The tools comprise a MotoDEV Studio IDE (integrated development environment) based on Eclipse and DSDP (device software development project) software. The IDE is said to support Jave ME (micro edition) development today, with two additional environments to arrive “before year's end:”
- WebUI (featuring “web technology to enable widgets and Web 2.0 experiences,” Motorola said)

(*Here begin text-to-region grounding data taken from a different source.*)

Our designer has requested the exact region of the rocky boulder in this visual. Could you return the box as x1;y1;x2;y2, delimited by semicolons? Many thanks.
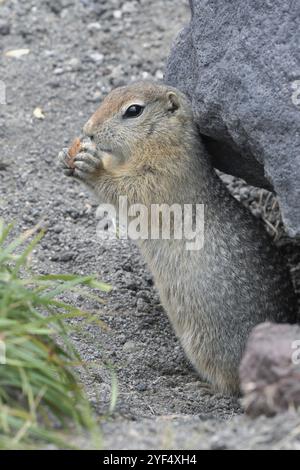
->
165;0;300;237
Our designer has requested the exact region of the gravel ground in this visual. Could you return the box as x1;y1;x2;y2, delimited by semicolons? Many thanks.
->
0;0;299;450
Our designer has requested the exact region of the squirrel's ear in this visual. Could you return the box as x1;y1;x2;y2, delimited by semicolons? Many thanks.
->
166;91;180;113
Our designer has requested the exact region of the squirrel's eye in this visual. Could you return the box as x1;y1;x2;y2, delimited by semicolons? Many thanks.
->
123;105;144;119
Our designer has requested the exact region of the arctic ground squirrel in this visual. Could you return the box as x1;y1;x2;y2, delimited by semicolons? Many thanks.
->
58;81;297;395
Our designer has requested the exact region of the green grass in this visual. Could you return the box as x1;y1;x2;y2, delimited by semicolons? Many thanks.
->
0;220;111;449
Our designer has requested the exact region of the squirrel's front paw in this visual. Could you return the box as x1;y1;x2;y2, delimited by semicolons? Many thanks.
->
73;142;105;183
58;142;104;184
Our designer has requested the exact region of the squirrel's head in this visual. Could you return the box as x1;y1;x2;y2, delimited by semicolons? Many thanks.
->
83;81;196;165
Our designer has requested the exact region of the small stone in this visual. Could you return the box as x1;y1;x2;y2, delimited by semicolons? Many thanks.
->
136;298;146;312
53;67;64;76
135;383;147;392
87;22;101;32
44;50;56;58
113;10;122;19
52;224;64;234
123;340;137;353
47;79;60;89
86;90;102;103
0;21;11;36
52;251;76;262
122;1;137;13
117;334;126;345
210;438;228;450
92;2;107;17
155;70;164;80
68;57;81;71
47;0;64;14
122;263;133;272
88;52;104;64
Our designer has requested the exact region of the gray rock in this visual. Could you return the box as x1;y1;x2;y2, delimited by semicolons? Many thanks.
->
165;0;300;237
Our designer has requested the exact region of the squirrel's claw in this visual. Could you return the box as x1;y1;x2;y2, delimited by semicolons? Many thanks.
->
58;148;74;177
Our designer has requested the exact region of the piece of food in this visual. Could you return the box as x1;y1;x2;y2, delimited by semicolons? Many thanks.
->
67;137;82;169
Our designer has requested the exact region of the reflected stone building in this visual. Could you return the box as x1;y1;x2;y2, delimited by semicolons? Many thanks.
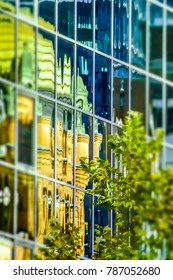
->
0;0;173;259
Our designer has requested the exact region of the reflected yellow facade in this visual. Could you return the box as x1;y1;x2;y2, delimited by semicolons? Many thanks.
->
0;10;102;258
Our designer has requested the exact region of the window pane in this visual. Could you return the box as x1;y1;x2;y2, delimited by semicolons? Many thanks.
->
18;21;35;90
95;0;111;54
57;38;74;105
38;30;55;98
0;82;15;163
17;96;34;165
16;246;32;260
0;13;15;82
58;0;74;39
166;11;173;82
37;178;54;243
0;1;15;13
114;0;129;62
38;0;55;30
19;0;34;18
0;167;14;233
166;147;173;168
17;173;34;240
56;104;74;184
77;46;93;113
95;54;111;120
37;98;54;178
131;0;146;67
113;63;129;122
94;119;111;161
166;85;173;145
77;0;93;47
0;237;14;260
149;4;163;77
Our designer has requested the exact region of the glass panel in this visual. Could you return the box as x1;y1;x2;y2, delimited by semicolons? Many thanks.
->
95;0;111;54
131;0;146;68
76;46;93;113
0;82;15;163
166;85;173;145
17;96;34;165
17;173;34;240
77;0;93;47
149;79;163;135
37;98;54;178
95;54;111;120
149;4;163;77
37;178;54;243
76;190;88;257
114;0;129;62
166;11;173;81
38;30;55;98
0;237;13;260
76;113;92;189
16;246;32;260
0;1;15;13
19;0;34;18
57;38;74;106
94;119;111;161
113;63;129;122
38;0;55;30
94;197;109;227
166;147;173;168
131;70;146;118
58;0;74;39
0;13;15;82
0;167;14;233
56;184;74;227
83;193;92;257
167;0;173;7
18;21;35;90
56;104;74;184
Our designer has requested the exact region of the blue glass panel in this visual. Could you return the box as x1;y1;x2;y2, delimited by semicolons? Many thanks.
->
149;4;163;77
77;46;93;112
114;0;129;62
95;0;111;54
77;0;93;47
84;193;92;258
131;0;146;68
131;70;146;118
58;0;74;39
95;54;111;120
113;63;129;122
38;0;55;30
166;11;173;81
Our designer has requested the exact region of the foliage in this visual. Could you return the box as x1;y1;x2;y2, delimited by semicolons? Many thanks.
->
81;111;173;260
36;219;82;260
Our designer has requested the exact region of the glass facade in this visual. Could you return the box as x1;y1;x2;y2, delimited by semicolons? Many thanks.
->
0;0;173;259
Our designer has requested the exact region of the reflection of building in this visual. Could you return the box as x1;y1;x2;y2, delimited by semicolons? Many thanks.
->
0;0;173;260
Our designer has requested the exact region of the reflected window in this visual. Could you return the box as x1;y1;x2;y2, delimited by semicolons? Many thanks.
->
18;96;34;165
77;0;93;47
18;22;35;90
58;0;74;39
38;30;55;98
83;193;92;257
95;54;111;120
57;38;74;105
38;0;55;30
56;104;74;184
76;112;92;189
131;70;146;118
149;4;163;77
113;63;129;122
0;83;15;163
17;173;34;240
166;147;173;168
149;79;162;135
0;14;15;82
0;167;14;233
95;119;110;161
0;1;15;13
95;0;111;54
37;178;54;243
37;98;54;177
77;47;93;113
114;0;129;62
131;0;145;67
19;0;34;17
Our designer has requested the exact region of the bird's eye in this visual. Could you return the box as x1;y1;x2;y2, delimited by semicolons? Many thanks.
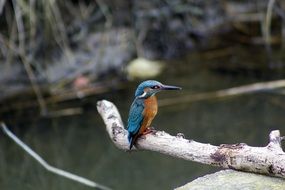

- Native MotoMAGX Linux applications
In order to kickstart a third-party developer ecosystem around MotoMAGX, Motorola is hosting a “Developer Day” day-long seminar at LinuxWorld this week in San Francisco. And, it plans additional “Summit” events described as “exclusive, one-day events that offer developers technical expertise, practical advice, guidance, and a sneak peek at the next generation of Motorola devices and technology.”
Alain Mutricy, Senior VP of platform technology at Motorola, stated, “Through the introduction of our MOTOMAGX platform, we are reinforcing our firm commitment to Linux and empowering our developer community to innovate with us in exciting new ways.”
Availability
The RAZR2 V8 and MotoDEV Studio tools are available now. Pricing was not disclosed.